- Direktorat Jenderal Pajak menetapkan kebijakan penarikan PPh 0,5 persen bagi pedagang online di e-commerce mulai 1 Oktober 2026.
- Empat marketplace yaitu Shopee, Tokopedia, Lazada, dan Blibli ditunjuk langsung untuk memungut pajak tersebut dari peredaran bruto penjual.
- Kebijakan ini mengubah mekanisme pelunasan pajak dan hanya berlaku khusus untuk pedagang online beromzet di atas Rp 500 juta per tahun.
Suara.com - Direktorat Jenderal Pajak (DJP) Kementerian Keuangan (Kemenkeu) memastikan kebijakan penarikan pajak penghasilan (PPh) 0,5 persen untuk para pedagang online di e-commerce berlaku pada 1 Oktober 2026.
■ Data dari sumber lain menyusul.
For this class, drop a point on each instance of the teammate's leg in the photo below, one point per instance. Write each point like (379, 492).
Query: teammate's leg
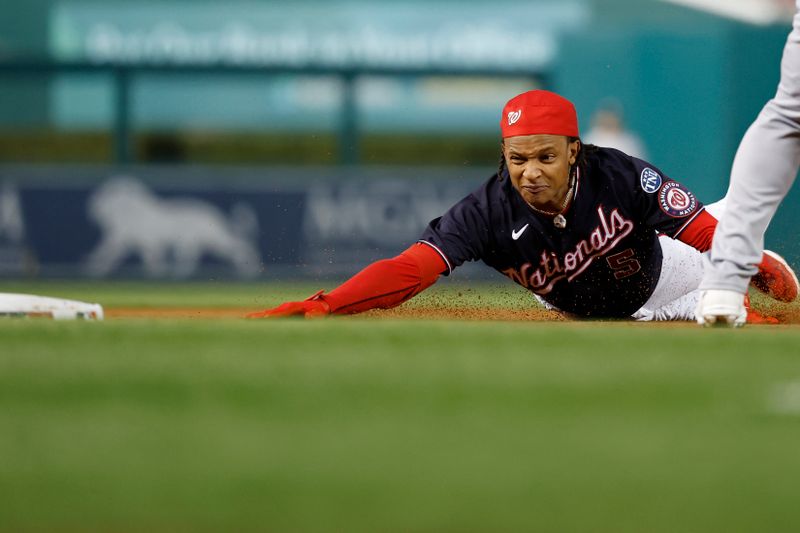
(763, 171)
Kebijakan pajak marketplace ini mulanya sempat ditunda eks Menteri Keuangan (Menkeu) Purbaya Yudhi Sadewa, sebelum akhirnya dicopot dari jabatannya pada 14 September 2026 lalu dan digantikan Suahasil Nazara.
Kala itu Purbaya beralasan pajak e-commerce belum berlaku demi menjaga daya beli masyarakat sekaligus memperhatikan kondisi ekonomi. Namun Direktur Jenderal Pajak Bimo Wijayanto memastikan kebijakan ini berlaku 1 Oktober 2026.
"Oh, sudah siap. Mereka kan sudah siap sebenernya. Tapi ada penundaan sampai 1 Oktober. Nanti InsyaAllah kita akan segera aktivasi aturannya dan implementasinya mereka sudah siap. Kita juga sudah siap," kata Bimo di Kantor DJP, dikutip Kamis (17/9/2026).
Dirjen Pajak menyebut kalau saat itu ada hambatan lantaran Purbaya memutuskan untuk menunda sementara agar lebih siap.
"Bottleneck-nya ya karena Pak Menteri Purbaya Keputusannya untuk sementara menunda supaya kesiapannya lebih mantap," imbuhnya.
Bimo juga memastikan kalau per 1 Oktober, empat marketplace yang sudah ditunjuk bisa langsung menarik PPh dari pedagang online. Sebab DJP sebelumnya telah sudah melakukan persiapan matang.
"Sudah langsung go live, mereka sudah siap kok. Kita sudah melakukan sandboxing. Kita juga sudah melakukan semacam stabilisasi, go live," tegas Bimo.
Lebih lanjut Dirjen Pajak mengakui kalau Shopee, Tokopedia, Lazada, dan Blibli sebenarnya sudah menyiapkan sistem untuk menarik pajak dari pedagang di toko online sejak setahun lalu. Maka dari itu, 1 Oktober nanti kebijakan bisa resmi berlaku tanpa ada lagi drama.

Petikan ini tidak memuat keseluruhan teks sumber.